Ular-ular kecil yang dilepaskan Ki Sanca Ireng kembali melesat cepat ke arah Pendekar Rajawali Sakti. Dengan jurus 'Sayap Rajawali Membelah Mega' Rangga melenting dan melayang ringan, menghindari ular-ular beracun itu. Sementara pedang di tangannya menyambar habis hewan-hewan melata itu.
Pras! Breeet!
Baru saja Rangga mendarat di tanah, Ki Kolo Denowo telah melesat cepat dengan kebutan kampaknya. Tak ada pilihan lain bagi Pendekar Rajawali Sakti, selain memapak kampak yang mengarah ke lehernya.
Trasss!
Bukan main terkejutnya Ki Kolo Denowo, ketika kampak di tangannya putus dibabat pedang, bahkan pedang itu terus kembali berkelebat mengancam lehernya. Dan....
Crasss!
"Aaaa...!" Ki Kolo Denowo menjerit memilukan begitu lehernya tersambar pedang Pendekar Rajawali Sakti hingga nyaris putus. Tubuhnya langsung ambruk di tanah bermandikan darah.

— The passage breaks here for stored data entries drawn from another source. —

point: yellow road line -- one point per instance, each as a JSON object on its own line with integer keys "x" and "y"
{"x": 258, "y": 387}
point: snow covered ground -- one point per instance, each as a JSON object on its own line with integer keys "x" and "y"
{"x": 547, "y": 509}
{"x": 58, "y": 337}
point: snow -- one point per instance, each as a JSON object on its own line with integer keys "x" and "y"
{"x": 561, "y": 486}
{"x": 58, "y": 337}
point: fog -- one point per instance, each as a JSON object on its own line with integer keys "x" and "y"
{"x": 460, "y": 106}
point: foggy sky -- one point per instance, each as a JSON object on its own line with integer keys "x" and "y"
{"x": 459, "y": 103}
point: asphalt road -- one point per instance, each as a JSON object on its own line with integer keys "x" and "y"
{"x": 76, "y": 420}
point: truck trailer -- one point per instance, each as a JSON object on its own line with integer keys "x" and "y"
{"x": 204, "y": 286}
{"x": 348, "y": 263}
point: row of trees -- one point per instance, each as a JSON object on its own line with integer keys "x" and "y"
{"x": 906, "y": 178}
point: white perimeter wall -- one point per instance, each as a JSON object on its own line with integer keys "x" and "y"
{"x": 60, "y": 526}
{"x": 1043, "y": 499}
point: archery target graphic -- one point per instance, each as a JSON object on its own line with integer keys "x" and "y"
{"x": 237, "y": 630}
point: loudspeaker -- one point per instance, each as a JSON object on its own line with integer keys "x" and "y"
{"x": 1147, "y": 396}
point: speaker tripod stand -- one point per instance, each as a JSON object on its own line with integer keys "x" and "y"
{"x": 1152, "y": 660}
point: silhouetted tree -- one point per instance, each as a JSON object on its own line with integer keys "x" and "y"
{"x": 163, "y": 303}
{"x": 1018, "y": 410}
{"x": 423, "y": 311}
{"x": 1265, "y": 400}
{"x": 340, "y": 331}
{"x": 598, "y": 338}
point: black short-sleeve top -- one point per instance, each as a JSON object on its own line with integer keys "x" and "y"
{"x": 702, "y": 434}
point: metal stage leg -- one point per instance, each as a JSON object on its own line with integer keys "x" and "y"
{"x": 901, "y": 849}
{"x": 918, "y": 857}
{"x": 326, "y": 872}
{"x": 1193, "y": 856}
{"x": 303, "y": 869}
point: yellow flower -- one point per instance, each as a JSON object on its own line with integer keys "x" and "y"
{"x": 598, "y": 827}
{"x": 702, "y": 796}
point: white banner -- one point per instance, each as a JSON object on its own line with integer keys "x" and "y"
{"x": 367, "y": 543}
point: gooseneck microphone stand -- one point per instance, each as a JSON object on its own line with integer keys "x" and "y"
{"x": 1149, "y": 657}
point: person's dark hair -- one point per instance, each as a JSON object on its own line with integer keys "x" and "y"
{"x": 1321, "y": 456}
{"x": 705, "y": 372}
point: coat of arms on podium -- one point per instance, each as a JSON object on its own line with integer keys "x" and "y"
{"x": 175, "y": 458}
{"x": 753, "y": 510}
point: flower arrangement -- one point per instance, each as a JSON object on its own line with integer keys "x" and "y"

Mati. Sementara pada saat yang bersamaan, ujung senjata Ki Sanca Ireng yang amat berbisa mengancam punggung kanan si Pendekar Rajawali Sakti. Begitu cepat gerakan senjata itu, sehingga Rangga sampai-sampai tak menyadari desir angin kaku yang mengiringinya. Dan...
Crap!
"Uhhh...!" Pendekar Rajawali Sakti tersentak kaget ketika senjata itu bersarang di punggungnya. Wajahnya berkerut menahan rasa sakit. Dan belum lagi Rangga bersiap, sebuah pukulan jarak jauh dari Ki Sanca Ireng yang bertenaga dalam tinggi meluruk ke arahnya. Tak ada kesempatan bagi Rangga selain menjatuhkan diri ke tanah dan bergulingan.
Jdeeer!
Pinggiran tebing yang terkena hantaman pukulan jarak jauh Ki Sanca Ireng hancur berantakan. Sementara Pendekar Rajawali Sakti terus bergulingan.
"Yeaaa...!"
Nyi Ayu Supraba yang baru saja selesai menyalurkan hawa murni untuk menghilangkan rasa sakit akibat tendangan Rangga tadi tidak menyia-nyiakan kesempatan. Langsung diserangnya Pendekar Rajawali Sakti yang baru saja bangkit berdiri dengan potongan selendangnya.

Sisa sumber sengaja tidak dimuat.